TensorFlow allows developers to create dataflow graphs—structures that describe how data moves through a graph, or a series of processing nodes. Each node in the graph represents a mathematical operation, and each connection or edge between nodes is a multidimensional data array, or tensor.

TensorFlow provides all of this for the programmer by way of the Python language. Python is easy to learn and work with, and provides convenient ways to express how high-level abstractions can be coupled together. Nodes and tensors in TensorFlow are Python objects, and TensorFlow applications are themselves Python applications.

The actual math operations, however, are not performed in Python. The libraries of transformations that are available through TensorFlow are written as high-performance C++ binaries. Python just directs traffic between the pieces, and provides high-level programming abstractions to hook them together.
TensorFlow applications can be run on most any target that’s convenient: a local machine, a cluster in the cloud, iOS and Android devices, CPUs or GPUs. If you use Google’s own cloud, you can run TensorFlow on Google’s custom TensorFlow Processing Unit (TPU) silicon for further acceleration. The resulting models created by TensorFlow, though, can be deployed on most any device where they will be used to serve predictions.

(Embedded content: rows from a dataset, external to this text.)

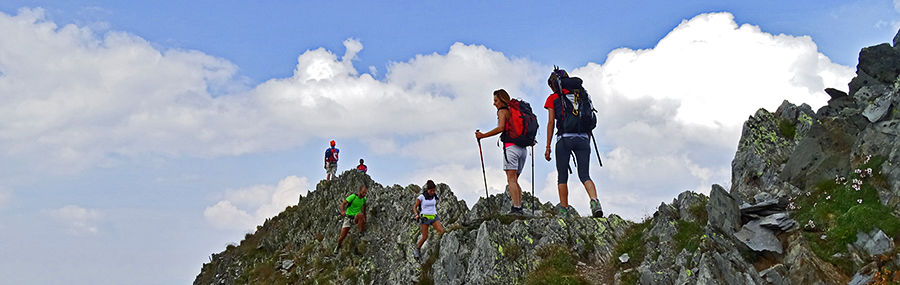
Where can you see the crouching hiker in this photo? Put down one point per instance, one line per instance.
(428, 203)
(353, 211)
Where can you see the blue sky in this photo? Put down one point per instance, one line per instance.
(136, 139)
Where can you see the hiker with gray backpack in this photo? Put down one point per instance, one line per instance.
(517, 126)
(572, 112)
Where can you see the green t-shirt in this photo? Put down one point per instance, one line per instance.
(355, 204)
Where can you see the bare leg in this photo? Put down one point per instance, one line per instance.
(424, 236)
(515, 192)
(592, 191)
(344, 232)
(563, 195)
(438, 227)
(361, 222)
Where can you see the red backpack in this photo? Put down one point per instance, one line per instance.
(521, 128)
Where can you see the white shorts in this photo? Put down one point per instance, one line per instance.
(331, 168)
(514, 158)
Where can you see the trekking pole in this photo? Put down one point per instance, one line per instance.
(532, 180)
(482, 169)
(597, 150)
(573, 162)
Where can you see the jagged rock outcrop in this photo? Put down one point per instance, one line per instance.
(814, 199)
(479, 246)
(837, 170)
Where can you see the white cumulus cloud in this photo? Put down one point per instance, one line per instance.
(244, 209)
(77, 220)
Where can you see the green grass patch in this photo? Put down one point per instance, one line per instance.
(688, 236)
(833, 211)
(557, 267)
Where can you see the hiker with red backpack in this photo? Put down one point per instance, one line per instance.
(518, 127)
(331, 158)
(572, 112)
(362, 167)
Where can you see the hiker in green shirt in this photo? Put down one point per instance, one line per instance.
(353, 211)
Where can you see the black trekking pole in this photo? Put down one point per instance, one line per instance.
(482, 169)
(532, 180)
(597, 150)
(575, 162)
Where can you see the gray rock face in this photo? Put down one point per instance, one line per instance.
(724, 214)
(482, 246)
(721, 239)
(758, 238)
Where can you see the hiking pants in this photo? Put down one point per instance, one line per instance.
(564, 148)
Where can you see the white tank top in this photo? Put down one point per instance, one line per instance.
(429, 207)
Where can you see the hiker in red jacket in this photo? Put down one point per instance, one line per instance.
(331, 158)
(514, 156)
(362, 167)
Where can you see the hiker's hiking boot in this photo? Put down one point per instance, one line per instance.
(596, 210)
(516, 211)
(565, 211)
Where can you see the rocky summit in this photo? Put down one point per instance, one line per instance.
(814, 199)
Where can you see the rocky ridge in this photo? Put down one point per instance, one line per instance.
(814, 199)
(481, 245)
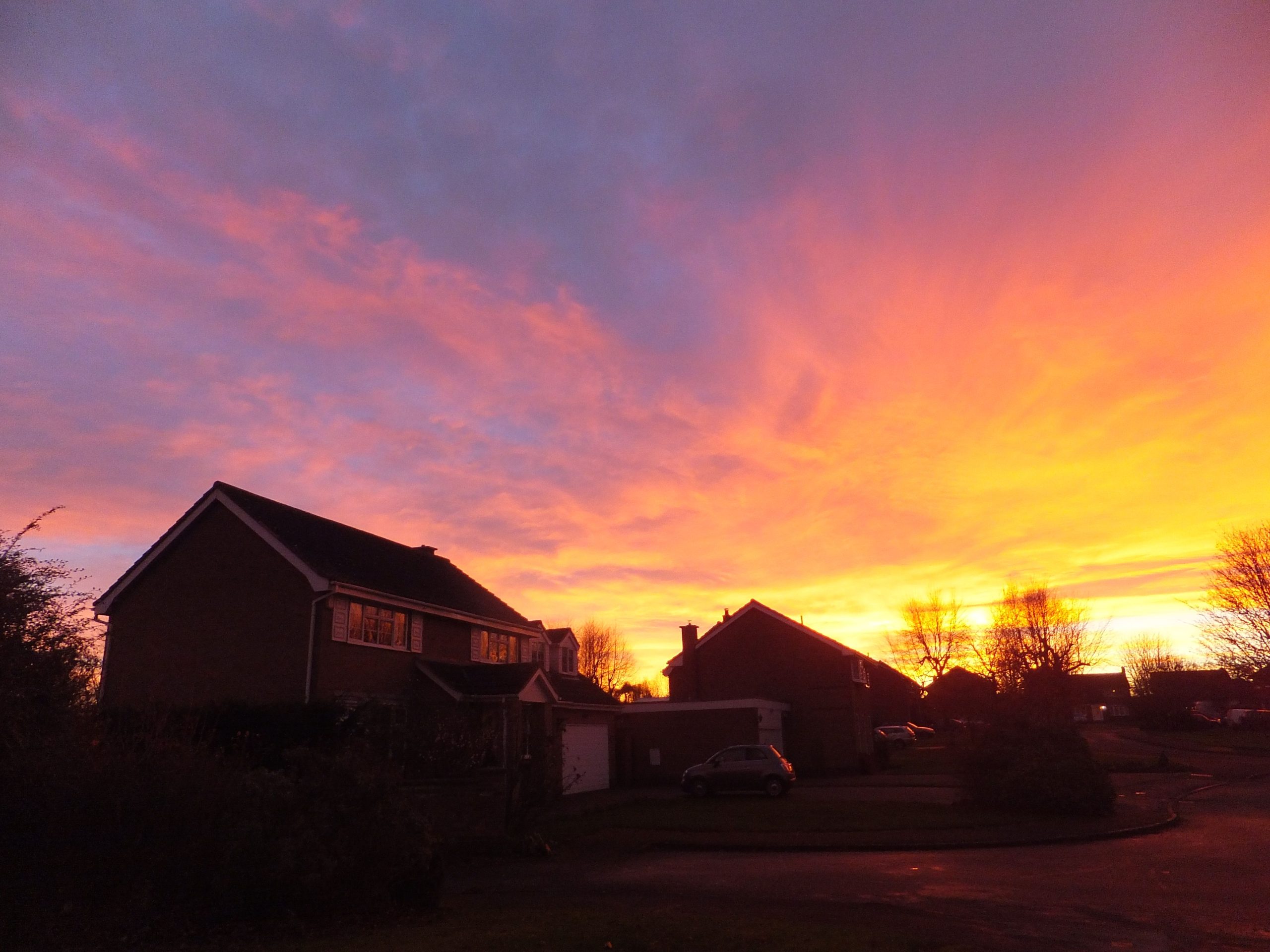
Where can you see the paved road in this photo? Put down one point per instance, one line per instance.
(1201, 885)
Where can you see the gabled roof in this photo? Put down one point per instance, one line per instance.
(1098, 687)
(483, 679)
(329, 552)
(557, 635)
(475, 681)
(579, 691)
(755, 606)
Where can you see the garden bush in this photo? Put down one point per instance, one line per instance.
(1037, 770)
(132, 832)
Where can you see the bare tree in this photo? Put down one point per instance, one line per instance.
(1146, 654)
(1236, 607)
(934, 639)
(604, 655)
(48, 660)
(1037, 633)
(638, 691)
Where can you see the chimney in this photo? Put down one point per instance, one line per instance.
(690, 677)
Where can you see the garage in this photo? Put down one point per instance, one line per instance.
(584, 757)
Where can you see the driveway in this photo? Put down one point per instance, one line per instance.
(1201, 885)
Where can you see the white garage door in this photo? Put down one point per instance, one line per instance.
(584, 757)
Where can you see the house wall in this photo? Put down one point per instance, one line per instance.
(351, 670)
(680, 738)
(219, 616)
(828, 728)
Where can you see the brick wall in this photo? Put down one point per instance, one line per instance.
(219, 616)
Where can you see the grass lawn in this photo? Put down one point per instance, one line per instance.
(938, 756)
(1214, 739)
(596, 926)
(788, 814)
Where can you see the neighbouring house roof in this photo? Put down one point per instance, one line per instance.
(1099, 688)
(328, 551)
(579, 691)
(1196, 686)
(477, 681)
(661, 705)
(755, 606)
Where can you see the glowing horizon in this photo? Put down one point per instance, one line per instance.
(643, 316)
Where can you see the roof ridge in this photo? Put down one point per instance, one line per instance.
(223, 485)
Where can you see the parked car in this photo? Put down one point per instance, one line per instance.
(899, 734)
(751, 767)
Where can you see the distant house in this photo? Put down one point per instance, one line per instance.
(959, 695)
(755, 677)
(1209, 691)
(247, 599)
(1099, 697)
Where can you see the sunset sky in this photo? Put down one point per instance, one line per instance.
(645, 310)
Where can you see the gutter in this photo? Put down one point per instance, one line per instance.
(313, 639)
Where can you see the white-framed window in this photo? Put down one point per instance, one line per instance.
(498, 648)
(371, 625)
(568, 660)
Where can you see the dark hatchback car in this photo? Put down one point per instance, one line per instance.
(759, 767)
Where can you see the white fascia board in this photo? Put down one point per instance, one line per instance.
(654, 706)
(103, 604)
(345, 588)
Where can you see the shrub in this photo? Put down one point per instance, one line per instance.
(1037, 770)
(145, 831)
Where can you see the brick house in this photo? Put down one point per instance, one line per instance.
(756, 677)
(246, 599)
(1099, 697)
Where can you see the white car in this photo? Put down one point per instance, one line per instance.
(897, 734)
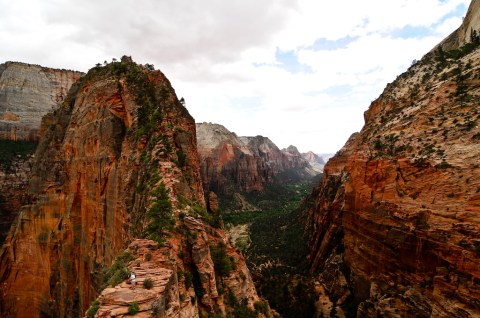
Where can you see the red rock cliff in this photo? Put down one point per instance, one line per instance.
(395, 222)
(27, 93)
(117, 162)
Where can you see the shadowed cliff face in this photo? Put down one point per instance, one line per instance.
(27, 92)
(116, 162)
(395, 222)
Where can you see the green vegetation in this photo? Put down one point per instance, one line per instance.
(92, 310)
(148, 283)
(240, 308)
(119, 271)
(276, 234)
(11, 150)
(133, 308)
(279, 198)
(160, 215)
(196, 210)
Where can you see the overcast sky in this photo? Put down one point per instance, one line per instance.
(301, 72)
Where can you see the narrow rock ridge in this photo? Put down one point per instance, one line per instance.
(117, 165)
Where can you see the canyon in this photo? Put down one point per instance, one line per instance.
(394, 224)
(123, 181)
(115, 178)
(232, 166)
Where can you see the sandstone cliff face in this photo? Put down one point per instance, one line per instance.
(229, 163)
(27, 92)
(462, 35)
(15, 166)
(395, 222)
(117, 162)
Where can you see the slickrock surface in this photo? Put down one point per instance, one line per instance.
(230, 164)
(395, 222)
(118, 162)
(27, 92)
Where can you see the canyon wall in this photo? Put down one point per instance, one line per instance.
(116, 177)
(27, 92)
(394, 225)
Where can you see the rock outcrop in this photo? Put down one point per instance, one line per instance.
(230, 164)
(15, 165)
(315, 161)
(395, 222)
(117, 163)
(27, 92)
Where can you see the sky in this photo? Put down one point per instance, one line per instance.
(301, 72)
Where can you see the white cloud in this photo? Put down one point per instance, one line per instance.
(222, 55)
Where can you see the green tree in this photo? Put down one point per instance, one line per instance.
(160, 215)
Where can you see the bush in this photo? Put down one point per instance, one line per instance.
(148, 283)
(261, 306)
(94, 306)
(160, 215)
(133, 308)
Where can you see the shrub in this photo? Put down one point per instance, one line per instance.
(133, 308)
(160, 215)
(148, 283)
(92, 310)
(188, 279)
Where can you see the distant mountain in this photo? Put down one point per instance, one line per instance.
(230, 164)
(316, 161)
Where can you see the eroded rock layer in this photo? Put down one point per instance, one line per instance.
(117, 163)
(27, 92)
(395, 222)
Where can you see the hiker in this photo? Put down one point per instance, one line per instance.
(132, 279)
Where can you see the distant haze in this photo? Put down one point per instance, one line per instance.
(299, 72)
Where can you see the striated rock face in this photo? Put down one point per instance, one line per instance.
(27, 92)
(229, 163)
(395, 222)
(117, 162)
(462, 35)
(314, 160)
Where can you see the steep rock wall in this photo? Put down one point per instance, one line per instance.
(394, 223)
(117, 162)
(27, 92)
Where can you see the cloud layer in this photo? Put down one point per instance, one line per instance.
(300, 72)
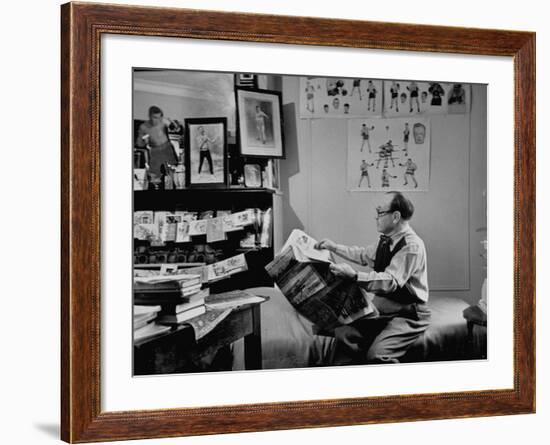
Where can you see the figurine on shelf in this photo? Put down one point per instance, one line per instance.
(153, 134)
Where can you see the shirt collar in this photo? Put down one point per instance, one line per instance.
(398, 235)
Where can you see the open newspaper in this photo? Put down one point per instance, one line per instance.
(302, 274)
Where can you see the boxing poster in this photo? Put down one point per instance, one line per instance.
(388, 154)
(411, 98)
(331, 97)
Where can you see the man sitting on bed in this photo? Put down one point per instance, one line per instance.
(397, 276)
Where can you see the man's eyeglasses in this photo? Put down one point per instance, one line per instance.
(380, 213)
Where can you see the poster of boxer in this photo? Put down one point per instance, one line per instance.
(388, 154)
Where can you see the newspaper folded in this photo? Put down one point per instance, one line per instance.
(303, 275)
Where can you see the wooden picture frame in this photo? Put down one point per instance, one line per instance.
(214, 128)
(82, 26)
(267, 141)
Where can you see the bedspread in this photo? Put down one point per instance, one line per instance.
(288, 340)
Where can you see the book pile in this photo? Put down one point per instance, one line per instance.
(145, 327)
(192, 306)
(180, 296)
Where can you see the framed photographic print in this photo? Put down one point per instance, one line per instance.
(252, 175)
(260, 123)
(192, 289)
(206, 152)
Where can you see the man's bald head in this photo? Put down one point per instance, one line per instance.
(399, 203)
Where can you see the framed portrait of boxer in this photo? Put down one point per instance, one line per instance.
(206, 152)
(260, 123)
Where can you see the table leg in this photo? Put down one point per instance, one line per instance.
(253, 342)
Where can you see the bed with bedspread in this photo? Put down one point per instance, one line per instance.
(289, 341)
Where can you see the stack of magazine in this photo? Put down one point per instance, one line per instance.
(303, 275)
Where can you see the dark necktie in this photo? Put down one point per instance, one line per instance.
(383, 254)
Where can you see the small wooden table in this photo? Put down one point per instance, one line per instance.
(176, 351)
(474, 316)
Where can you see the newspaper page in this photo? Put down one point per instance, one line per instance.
(303, 275)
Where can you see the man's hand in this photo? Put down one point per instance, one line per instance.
(349, 336)
(326, 244)
(343, 270)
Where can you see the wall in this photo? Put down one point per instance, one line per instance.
(446, 217)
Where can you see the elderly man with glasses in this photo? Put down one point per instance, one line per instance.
(397, 277)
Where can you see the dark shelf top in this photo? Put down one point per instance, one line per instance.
(207, 190)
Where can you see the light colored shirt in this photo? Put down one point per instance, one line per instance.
(408, 267)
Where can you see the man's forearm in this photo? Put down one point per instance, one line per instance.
(377, 282)
(355, 254)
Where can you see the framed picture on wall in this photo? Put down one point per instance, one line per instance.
(429, 221)
(206, 152)
(260, 123)
(252, 175)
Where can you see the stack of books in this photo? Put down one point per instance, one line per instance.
(192, 306)
(145, 327)
(180, 296)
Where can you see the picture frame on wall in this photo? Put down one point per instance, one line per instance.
(234, 402)
(206, 152)
(260, 123)
(253, 175)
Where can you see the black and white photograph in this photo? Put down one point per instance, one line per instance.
(205, 152)
(330, 277)
(259, 113)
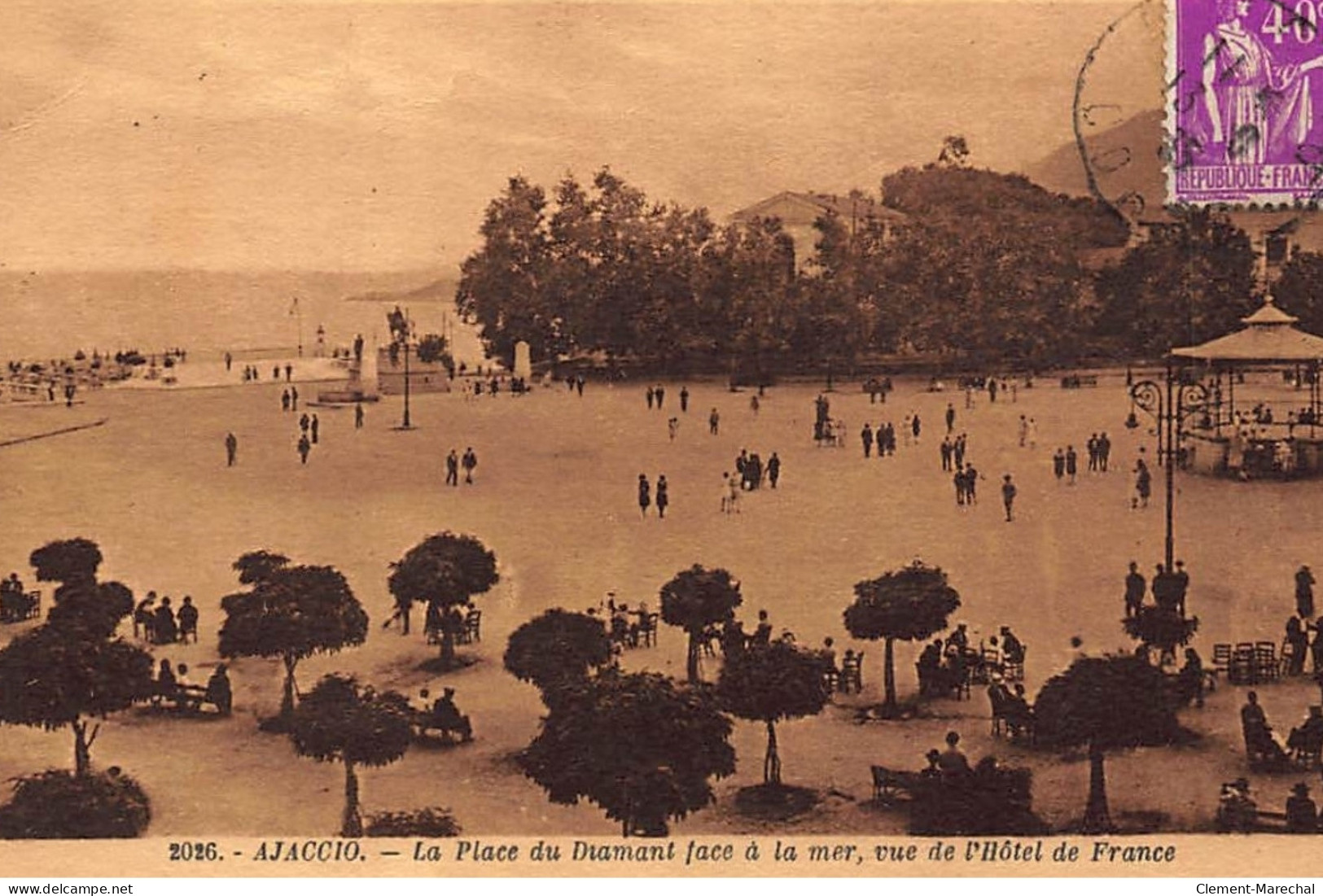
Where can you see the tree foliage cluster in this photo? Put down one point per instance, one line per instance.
(59, 805)
(983, 267)
(639, 745)
(73, 671)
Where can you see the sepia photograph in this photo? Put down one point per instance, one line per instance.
(620, 423)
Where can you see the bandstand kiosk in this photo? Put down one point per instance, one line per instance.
(1281, 438)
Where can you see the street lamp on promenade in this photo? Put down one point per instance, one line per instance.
(1170, 407)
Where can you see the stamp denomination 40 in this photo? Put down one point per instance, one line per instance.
(1242, 84)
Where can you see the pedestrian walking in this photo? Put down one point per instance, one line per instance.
(1143, 485)
(1305, 592)
(645, 495)
(1009, 492)
(1136, 588)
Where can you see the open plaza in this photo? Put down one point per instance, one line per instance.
(554, 499)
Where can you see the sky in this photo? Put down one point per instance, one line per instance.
(348, 137)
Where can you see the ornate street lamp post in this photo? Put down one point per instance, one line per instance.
(1170, 411)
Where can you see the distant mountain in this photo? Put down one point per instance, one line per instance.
(440, 290)
(1126, 159)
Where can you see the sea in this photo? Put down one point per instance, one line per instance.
(48, 315)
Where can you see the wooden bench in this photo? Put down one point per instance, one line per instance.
(423, 722)
(889, 785)
(188, 699)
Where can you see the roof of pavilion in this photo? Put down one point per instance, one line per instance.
(1269, 337)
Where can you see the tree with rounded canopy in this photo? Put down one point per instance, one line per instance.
(61, 675)
(339, 720)
(906, 604)
(442, 571)
(556, 648)
(639, 745)
(68, 562)
(1160, 627)
(1105, 703)
(80, 601)
(290, 612)
(769, 684)
(694, 599)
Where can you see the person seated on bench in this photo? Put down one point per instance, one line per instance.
(1259, 745)
(1308, 737)
(1189, 680)
(931, 669)
(167, 686)
(15, 603)
(953, 762)
(1236, 811)
(1302, 815)
(445, 715)
(1018, 713)
(1012, 649)
(218, 690)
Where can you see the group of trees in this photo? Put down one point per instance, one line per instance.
(646, 748)
(982, 269)
(643, 747)
(74, 671)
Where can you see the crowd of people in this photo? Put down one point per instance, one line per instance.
(160, 623)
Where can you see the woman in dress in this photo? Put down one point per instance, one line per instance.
(1259, 111)
(645, 495)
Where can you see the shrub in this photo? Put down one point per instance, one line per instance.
(63, 805)
(432, 821)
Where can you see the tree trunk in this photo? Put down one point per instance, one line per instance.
(772, 763)
(353, 825)
(1097, 820)
(889, 671)
(82, 750)
(287, 697)
(448, 648)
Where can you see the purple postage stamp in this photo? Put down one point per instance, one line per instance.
(1244, 76)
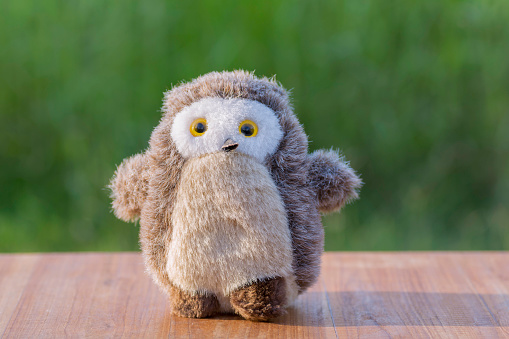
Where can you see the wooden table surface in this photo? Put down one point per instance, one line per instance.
(405, 294)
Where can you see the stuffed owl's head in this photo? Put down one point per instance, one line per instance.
(213, 125)
(229, 111)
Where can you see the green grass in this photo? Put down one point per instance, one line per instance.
(415, 94)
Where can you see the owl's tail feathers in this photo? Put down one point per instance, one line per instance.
(129, 187)
(335, 181)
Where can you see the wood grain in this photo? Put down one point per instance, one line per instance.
(419, 295)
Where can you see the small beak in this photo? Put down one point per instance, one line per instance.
(229, 145)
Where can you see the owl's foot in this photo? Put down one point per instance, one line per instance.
(193, 305)
(260, 301)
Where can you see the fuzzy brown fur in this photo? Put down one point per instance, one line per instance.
(296, 174)
(335, 181)
(192, 305)
(260, 301)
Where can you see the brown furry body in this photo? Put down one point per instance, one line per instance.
(145, 186)
(229, 227)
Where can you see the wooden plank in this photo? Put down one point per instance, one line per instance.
(358, 295)
(419, 294)
(15, 272)
(89, 295)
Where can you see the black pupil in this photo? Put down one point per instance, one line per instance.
(200, 128)
(247, 130)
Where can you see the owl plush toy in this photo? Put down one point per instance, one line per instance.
(229, 199)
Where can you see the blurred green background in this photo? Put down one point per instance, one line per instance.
(415, 94)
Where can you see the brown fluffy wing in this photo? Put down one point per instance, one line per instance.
(336, 183)
(129, 187)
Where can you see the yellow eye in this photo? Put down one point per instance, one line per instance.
(248, 128)
(198, 127)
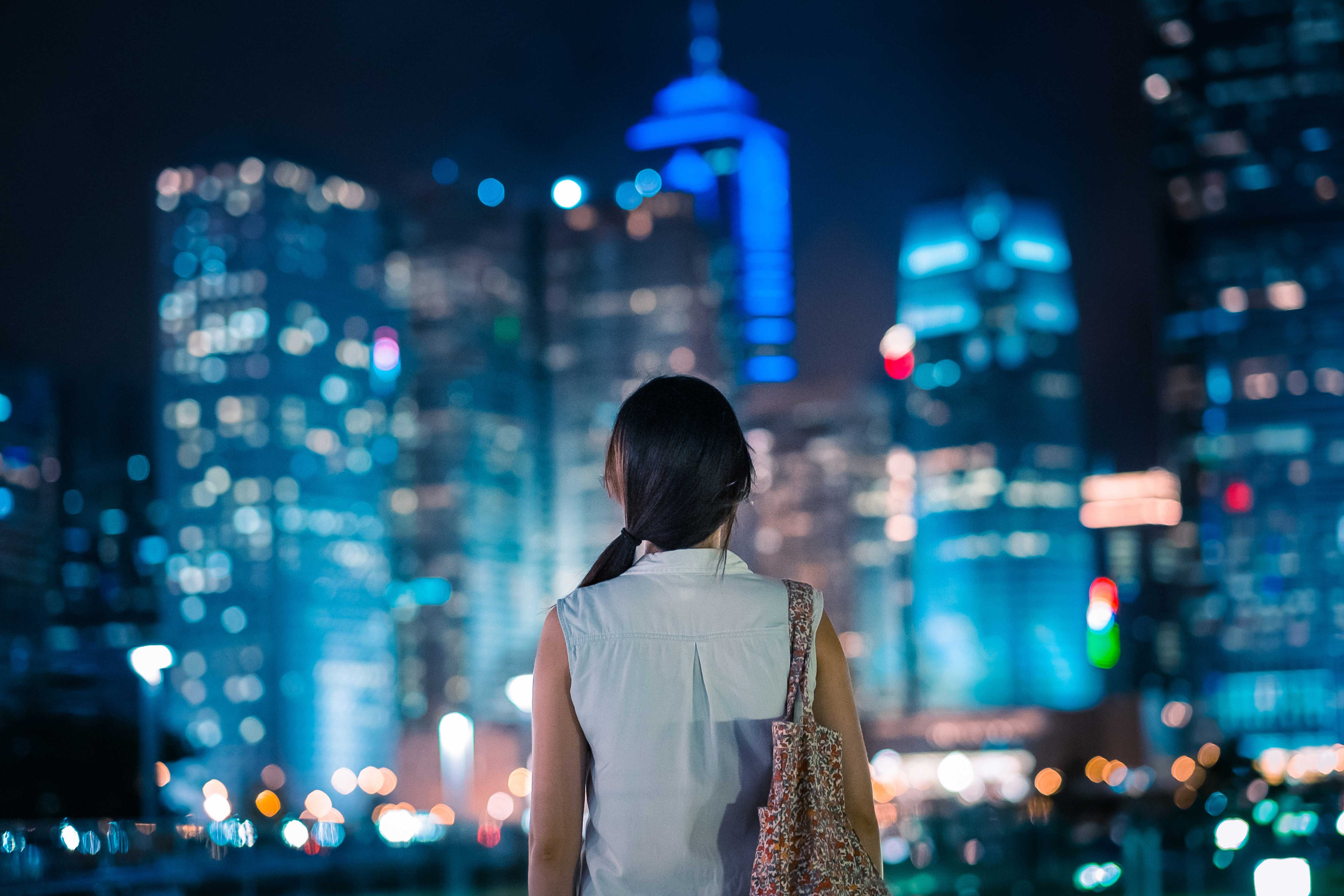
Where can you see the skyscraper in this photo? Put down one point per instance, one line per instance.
(621, 309)
(482, 455)
(737, 167)
(1247, 109)
(76, 523)
(827, 477)
(994, 417)
(278, 444)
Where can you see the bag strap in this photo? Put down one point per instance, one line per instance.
(800, 645)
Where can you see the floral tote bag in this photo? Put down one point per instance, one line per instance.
(807, 843)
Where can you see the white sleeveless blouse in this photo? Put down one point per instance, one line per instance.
(678, 668)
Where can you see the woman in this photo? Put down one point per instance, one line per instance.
(658, 680)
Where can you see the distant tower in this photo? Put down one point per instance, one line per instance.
(1002, 563)
(1248, 147)
(278, 435)
(737, 167)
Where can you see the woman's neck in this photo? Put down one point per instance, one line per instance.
(716, 542)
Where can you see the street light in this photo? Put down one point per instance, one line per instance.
(456, 754)
(150, 662)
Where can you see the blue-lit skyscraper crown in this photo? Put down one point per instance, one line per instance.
(725, 155)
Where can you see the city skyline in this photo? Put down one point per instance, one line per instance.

TensorFlow 2.0, released in October 2019, revamped the framework in many ways based on user feedback, to make it easier to work with (e.g., by using the relatively simple Keras API for model training) and more performant. Distributed training is easier to run thanks to a new API, and support for TensorFlow Lite makes it possible to deploy models on a greater variety of platforms. However, code written for earlier versions of TensorFlow must be rewritten—sometimes only slightly, sometimes significantly—to take maximum advantage of new TensorFlow 2.0 features.